No wonder that the people there in these countries are developed, both materially as well as legally and ethically – psychologically. Simply put, they deserve the kind of life they have and enjoy, where everything is the way it is supposed to be. Any deviations in the general pattern are just aberrations and believe it, they are not as widespread as they seem to be; simply because every unruly acts get reported and make it to crime records to inflating it. And obviously higher crime records, besides other things, are certainly not an indicator of a healthy society. People there are conscious enough that they would not unnecessarily want to attract bad name for their society – and that too for the reasons they could easily avoid – like violation of traffic rules. They have mastered the ordinary individual and communal behavioral traits and mannerisms so perfectly that together their cumulative effect is so profound that it has become a valuable indicator of their advancement and development, both physical and socio-psychological.

Unlike everything that is there in these developed societies, whom our half-baked social teachers and preachers often accuse and blame for “social waywardness”, here in Kashmir – among the “God’s chosen people”, the popular aims seems to bump off the other to make room for the self.
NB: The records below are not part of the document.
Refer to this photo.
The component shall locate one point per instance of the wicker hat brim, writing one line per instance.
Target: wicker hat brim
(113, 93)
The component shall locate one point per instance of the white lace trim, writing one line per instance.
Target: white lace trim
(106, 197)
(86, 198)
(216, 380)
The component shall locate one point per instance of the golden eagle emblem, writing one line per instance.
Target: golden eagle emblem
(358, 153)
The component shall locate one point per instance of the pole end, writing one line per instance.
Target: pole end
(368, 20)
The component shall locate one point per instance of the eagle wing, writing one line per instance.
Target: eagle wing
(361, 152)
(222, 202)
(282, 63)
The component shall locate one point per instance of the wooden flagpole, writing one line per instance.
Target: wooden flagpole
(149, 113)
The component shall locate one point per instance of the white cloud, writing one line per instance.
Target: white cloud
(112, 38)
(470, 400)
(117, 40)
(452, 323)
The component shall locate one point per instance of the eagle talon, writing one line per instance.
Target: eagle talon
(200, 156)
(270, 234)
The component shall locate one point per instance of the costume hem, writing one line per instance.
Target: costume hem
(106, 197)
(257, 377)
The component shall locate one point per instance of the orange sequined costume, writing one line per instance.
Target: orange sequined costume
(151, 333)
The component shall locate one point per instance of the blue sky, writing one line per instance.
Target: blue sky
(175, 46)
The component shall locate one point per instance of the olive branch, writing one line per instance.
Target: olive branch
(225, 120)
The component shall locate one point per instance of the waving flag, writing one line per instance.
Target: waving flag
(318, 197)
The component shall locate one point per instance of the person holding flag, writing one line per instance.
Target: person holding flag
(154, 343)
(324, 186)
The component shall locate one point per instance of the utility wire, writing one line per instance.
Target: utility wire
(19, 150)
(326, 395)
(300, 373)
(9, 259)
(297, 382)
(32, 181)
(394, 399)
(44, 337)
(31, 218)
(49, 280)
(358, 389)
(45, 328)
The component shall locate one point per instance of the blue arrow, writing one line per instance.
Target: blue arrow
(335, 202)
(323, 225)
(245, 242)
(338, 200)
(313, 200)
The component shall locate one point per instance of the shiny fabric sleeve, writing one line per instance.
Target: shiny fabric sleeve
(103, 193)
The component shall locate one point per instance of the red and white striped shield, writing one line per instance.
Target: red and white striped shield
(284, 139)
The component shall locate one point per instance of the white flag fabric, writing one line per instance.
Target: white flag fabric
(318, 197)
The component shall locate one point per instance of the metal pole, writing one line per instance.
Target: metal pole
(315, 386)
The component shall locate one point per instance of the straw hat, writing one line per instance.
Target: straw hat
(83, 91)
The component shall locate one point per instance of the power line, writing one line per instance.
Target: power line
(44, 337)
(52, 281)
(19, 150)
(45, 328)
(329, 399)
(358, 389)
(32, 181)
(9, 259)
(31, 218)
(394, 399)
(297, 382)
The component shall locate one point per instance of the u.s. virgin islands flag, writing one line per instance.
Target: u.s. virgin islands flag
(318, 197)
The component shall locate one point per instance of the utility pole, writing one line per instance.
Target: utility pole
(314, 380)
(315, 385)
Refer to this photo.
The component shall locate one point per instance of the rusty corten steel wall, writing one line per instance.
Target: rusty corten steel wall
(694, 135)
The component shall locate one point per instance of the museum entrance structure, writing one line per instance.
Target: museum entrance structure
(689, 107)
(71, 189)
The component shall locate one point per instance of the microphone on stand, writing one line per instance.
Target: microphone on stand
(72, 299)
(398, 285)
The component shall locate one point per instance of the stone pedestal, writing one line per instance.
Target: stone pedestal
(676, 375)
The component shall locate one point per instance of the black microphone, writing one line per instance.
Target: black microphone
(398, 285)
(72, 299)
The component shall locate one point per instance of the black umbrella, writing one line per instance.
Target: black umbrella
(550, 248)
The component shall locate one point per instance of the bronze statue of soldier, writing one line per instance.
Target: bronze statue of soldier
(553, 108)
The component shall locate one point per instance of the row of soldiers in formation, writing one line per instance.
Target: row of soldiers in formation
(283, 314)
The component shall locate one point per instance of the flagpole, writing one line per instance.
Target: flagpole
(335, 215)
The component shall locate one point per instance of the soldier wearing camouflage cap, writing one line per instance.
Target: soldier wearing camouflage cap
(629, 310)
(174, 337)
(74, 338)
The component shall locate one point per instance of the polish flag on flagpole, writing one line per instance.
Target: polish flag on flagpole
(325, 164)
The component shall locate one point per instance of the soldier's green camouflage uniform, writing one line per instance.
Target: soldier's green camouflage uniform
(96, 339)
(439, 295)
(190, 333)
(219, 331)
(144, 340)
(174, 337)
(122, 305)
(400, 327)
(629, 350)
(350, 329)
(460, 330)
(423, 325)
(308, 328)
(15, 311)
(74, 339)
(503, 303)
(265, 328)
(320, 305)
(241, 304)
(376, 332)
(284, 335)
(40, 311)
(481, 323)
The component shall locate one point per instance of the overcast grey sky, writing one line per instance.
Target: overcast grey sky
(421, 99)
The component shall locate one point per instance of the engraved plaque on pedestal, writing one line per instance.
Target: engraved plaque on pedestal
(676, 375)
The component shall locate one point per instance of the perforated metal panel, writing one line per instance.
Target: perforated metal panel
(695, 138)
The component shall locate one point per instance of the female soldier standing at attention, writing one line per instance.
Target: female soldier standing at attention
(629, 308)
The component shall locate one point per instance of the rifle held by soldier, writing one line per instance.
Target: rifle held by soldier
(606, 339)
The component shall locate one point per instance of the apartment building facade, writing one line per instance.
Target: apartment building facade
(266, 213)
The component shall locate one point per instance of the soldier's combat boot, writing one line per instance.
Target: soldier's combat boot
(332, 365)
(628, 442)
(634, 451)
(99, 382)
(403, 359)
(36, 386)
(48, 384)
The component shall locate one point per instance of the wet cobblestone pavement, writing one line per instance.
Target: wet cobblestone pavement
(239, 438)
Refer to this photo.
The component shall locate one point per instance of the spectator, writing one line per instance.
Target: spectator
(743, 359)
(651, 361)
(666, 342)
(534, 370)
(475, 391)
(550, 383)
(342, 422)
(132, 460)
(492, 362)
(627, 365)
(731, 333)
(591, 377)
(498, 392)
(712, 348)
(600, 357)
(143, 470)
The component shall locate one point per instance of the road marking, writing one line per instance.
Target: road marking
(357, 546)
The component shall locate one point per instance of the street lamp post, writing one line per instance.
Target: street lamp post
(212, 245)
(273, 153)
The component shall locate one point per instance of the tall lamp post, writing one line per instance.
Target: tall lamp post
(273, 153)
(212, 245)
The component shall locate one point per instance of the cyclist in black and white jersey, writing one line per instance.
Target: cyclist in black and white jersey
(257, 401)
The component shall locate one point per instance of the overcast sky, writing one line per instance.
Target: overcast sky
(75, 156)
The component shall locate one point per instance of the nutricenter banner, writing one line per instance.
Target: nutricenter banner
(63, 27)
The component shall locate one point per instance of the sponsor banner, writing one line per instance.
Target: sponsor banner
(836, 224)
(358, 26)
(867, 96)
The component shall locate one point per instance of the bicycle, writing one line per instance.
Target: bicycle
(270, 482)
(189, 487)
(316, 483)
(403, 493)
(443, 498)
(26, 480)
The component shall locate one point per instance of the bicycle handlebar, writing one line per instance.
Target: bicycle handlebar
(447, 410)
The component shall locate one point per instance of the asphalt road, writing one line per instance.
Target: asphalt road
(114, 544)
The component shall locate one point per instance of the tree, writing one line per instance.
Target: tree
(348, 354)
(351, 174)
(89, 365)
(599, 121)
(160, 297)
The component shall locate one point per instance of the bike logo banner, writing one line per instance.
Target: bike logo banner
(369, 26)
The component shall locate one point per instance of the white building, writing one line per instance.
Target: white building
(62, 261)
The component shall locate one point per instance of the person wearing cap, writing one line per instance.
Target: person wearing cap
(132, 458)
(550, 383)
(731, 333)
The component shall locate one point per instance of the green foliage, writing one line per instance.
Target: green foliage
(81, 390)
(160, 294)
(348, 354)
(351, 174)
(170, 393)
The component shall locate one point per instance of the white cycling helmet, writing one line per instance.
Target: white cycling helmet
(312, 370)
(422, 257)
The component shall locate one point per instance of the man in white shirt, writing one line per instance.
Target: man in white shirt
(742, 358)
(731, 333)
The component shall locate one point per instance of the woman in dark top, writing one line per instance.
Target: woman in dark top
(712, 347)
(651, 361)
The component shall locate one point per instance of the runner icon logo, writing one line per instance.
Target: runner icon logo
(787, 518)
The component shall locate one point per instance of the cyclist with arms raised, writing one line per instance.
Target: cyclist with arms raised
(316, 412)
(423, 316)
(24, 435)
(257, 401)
The chaos and confusion on roads and streets here, where both pedestrians as well as the big and small vehicles are seen jostling for space and inching ahead only at the cost of the other, are just a reflection of the general behaviour of the entire society and the people. Unmindful of how critical time could prove for an ailing person, here nobody makes room for the ambulances. Flashing beacon lights and loud sirens hardly have an impact on other people on the wheels and ambulances too have to fight it out for their right to move ahead. Police and other VIP cavalcades using sirens are an exception only because they are accompanied by gun- and baton-totting uniformed men who know how to push and shove ahead even if it means crushing those in the way.
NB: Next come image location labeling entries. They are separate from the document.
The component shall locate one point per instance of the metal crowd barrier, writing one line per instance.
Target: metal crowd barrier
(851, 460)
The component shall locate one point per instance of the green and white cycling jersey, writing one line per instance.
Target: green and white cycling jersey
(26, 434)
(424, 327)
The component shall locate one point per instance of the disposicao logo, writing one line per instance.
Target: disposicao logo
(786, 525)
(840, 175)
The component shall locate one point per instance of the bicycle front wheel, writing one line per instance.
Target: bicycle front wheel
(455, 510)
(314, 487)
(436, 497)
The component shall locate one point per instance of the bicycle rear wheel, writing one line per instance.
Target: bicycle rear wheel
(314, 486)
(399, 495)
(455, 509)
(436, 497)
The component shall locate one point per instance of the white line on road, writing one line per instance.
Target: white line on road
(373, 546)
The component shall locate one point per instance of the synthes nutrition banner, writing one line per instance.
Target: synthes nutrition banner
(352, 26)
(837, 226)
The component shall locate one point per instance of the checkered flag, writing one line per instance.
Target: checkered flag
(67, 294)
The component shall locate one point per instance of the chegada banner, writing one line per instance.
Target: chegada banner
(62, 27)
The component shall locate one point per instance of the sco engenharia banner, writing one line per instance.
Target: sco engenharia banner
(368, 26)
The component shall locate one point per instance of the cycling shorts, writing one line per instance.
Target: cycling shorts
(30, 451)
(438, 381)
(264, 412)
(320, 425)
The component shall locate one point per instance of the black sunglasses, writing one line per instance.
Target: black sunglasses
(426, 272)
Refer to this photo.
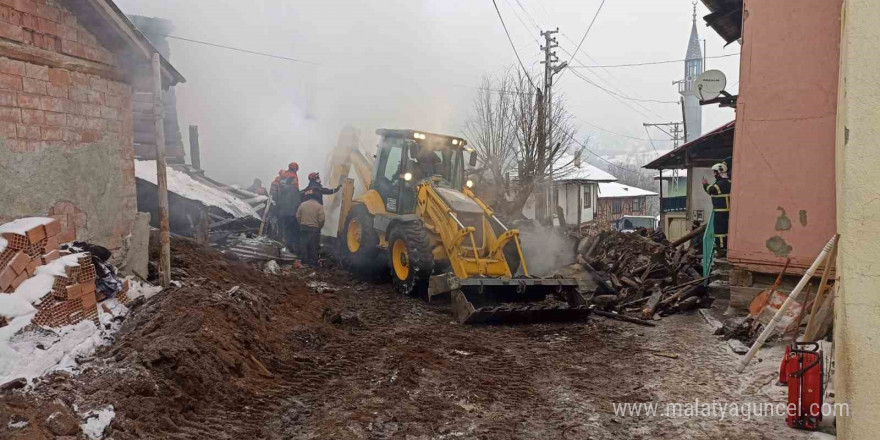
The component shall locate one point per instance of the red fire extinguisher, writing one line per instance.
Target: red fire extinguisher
(803, 371)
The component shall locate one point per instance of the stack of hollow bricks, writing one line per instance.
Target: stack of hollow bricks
(73, 296)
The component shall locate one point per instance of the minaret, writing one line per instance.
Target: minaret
(693, 67)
Word ‘Wild’ has often been associated with the ‘West’ in popular mediatized culture, however, the streets in Kashmir are way too wild than anything West may have ever had. The only mantra is to poke into and occupy whatever space is available and it is done everywhere in wildest ways possible. Although laws and rules are in force here too, but nobody obeys them for the fear of getting foolishly stuck in this ‘survival race’ while the cunningly enterprising ones always move ahead. This is why breaking rules is a general culture and people are doing it with impunity and pride. Agencies vested with the responsibility of implementing laws and affect corrections of behavioral problems are themselves rooted in corruption and they too are out there to claim their pound of flesh and that is what they do all the time.

Those walking on foot too could be seen moving ahead on any busy or even not-so-busy streets shoving and pushing others to make room for themselves; and such scenes are fairly common at bus stations and inside buses, at banks, post-offices, outside ATM booths, at hospital counters, at private clinics – everywhere, and wherever there are more than one people. Nobody seems ready to even wait for the other, leave aside being generous and kind for ethical considerations. Capping this behavioural bankruptcy is that the political and religious leaders here extol people for being among the ‘chosen ones’ and common people too take pride in believing and behaving as if they are above every law – God’s, as well as man-made. How unfortunate!